Pourquoi il n’y a pas un effet Syriza en Europe ?
Parce que les conditions sont différentes. Mois j’aimerais bien que les Grecs m’expliquent comment les Grecs voient les origines et surtout les potentiels du Syriza, cela c’est la bonne question, si Syriza va durer, si il va remporter son pari. S’ il va gouverner le pays contre le cours intérieur des choses et par conséquent d’établir un rapport de force avec des structures de pouvoir qui existent en Europe. Rien n’est gagné et ça c’est la loi de la politique, rien n’est jamais de la politique. L’existence de Syriza est une grande chose non seulement pour l’Europe mais on ne se trouve pas au départ, on est au pied du mur. C’est pour ça que les discussions ici sont tellement merveilleuses. Le gouvernement grec n’est pas simplement suspendu à la question de savoir si la Commission va accepter ou non des verser les reliquats de son prêt. Il est suspendu aussi à la question de savoir si les bourgeois et les capitalistes vont verser leurs argents dans les banques grecques. La population grecque a pensé après les élections que les intérêts de classe et des intérêts nationaux étaient convergents. Mais il y un autre aspect de problème […]

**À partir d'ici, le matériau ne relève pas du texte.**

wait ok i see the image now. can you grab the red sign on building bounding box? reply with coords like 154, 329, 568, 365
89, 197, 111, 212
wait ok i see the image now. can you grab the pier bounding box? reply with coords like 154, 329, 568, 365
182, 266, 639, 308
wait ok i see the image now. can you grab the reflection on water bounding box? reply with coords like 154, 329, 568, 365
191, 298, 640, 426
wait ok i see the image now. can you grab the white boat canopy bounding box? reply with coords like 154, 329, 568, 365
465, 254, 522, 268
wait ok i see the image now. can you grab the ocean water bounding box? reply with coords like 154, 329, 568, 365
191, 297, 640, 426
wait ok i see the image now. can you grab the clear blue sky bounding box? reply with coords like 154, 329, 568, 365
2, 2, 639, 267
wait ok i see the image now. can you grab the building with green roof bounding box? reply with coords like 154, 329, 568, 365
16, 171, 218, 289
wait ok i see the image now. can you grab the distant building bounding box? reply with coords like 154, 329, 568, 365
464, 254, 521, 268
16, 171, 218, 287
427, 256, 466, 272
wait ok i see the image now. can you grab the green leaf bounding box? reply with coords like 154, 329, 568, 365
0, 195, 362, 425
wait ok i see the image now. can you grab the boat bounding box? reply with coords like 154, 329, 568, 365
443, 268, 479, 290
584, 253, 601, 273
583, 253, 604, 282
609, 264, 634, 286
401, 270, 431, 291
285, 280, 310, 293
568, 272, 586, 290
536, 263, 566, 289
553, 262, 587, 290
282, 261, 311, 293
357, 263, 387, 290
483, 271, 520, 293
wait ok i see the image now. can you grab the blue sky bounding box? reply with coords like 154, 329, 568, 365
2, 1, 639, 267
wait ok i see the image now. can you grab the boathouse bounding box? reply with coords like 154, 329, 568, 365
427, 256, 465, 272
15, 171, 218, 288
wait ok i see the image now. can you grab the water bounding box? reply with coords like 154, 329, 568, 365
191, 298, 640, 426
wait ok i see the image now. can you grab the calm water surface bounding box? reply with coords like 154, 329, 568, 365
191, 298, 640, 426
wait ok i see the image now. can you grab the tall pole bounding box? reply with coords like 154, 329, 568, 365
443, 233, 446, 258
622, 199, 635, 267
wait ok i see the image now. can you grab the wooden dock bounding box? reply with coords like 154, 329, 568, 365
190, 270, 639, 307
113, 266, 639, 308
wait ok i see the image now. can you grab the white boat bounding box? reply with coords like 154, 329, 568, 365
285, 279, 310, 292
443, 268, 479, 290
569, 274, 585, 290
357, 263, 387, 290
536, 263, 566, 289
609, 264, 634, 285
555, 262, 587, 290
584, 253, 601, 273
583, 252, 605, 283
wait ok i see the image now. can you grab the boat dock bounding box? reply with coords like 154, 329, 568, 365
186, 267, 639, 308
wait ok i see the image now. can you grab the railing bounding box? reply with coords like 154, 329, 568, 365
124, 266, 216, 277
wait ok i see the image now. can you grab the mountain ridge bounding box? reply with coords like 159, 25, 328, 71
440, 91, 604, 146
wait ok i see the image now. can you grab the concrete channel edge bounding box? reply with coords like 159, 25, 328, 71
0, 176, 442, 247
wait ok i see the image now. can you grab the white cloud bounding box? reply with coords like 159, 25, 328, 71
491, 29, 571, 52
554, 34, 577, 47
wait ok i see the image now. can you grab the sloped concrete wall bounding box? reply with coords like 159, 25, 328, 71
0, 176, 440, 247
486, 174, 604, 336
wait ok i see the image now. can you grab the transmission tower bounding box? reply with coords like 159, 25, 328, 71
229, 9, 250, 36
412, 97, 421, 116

La social-démocratie est le cadavre politique aujourd’hui en Europe, ça n’existe plus… Dans les pays nordiques bien sur ça existe, là c’est une autre histoire. Hollande est un représentant de ce que j’appelle la grande coalition qui dirige l’Europe aujourd’hui. La “Grande Coalition” est une catégorie allemande, elle a une longue histoire dans l’Allemagne contemporaine fédérale et en ce moment le pays est gouverné par une coalition, c’est une alliance entre les sociale-démocrates et les conservateurs. Et plus généralement, au niveau de forces politiques, c’est l’Europe qui est dirigé par une grande coalition de ce genre. Le problème en France comparé à la Grèce, vous, vous avez l’Aube Dorée, vous avez aussi ANEL –ça trouble certains d’entre nous. En France on a le Front National, ce n’est pas pareil, mais on a aussi les néofascistes en Italie. […] [On se tourne vers un populisme d’extrême droite.
En 2010, vous avez laissé entendre que « l’Europe est morte comme projet politique» et vous avez évoqué la nécessité «d’un populisme européen» (The Guardian 25.5.2010). Pouvez-vous élaborer sur ce concept à la lumière des négociations du gouvernement grec avec les institutions européennes?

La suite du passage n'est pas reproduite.